Otho

Plutarch

Plutarch. Plutarch's Lives, Vol. XI. Perrin, Bernadotte, translator. Cambridge, MA: Harvard University Press; London: William Heinemann Ltd., 1926.

So Paulinus argued, and Marius Celsus voted with him. Annius Gallus was not present, being under treatment for a fall from his horse, but Otho asked his advice by letter, and his counsel was not to hasten the battle, but to await the forces from Mysia, which were already on the march. Nevertheless, Otho would not listen to these counsels, and the day was carried by those who urged immediate battle.
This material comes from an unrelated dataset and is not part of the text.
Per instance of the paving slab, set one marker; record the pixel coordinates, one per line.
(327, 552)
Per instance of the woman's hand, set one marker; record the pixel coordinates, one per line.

Various other reasons for this are given by various writers; but manifestly the praetorian soldiers, as they were called, who served as the emperor’s guards, since they were now getting a more generous taste of real military service and longed for their accustomed life of diversion at Rome in which festivals abounded and war was unknown, could not be restrained, but were eager for the battle, feeling sure that at the very first onset they would overwhelm their opponents.

Moreover, it would seem that Otho himself could not longer bear up against the uncertainty of the issue, nor endure (so effeminate was he and so unused to command) his own thoughts of the dire peril confronting him; but worn out by his anxieties, he veiled his eyes, like one about to leap from a precipice, and hastened to commit his cause to fortune.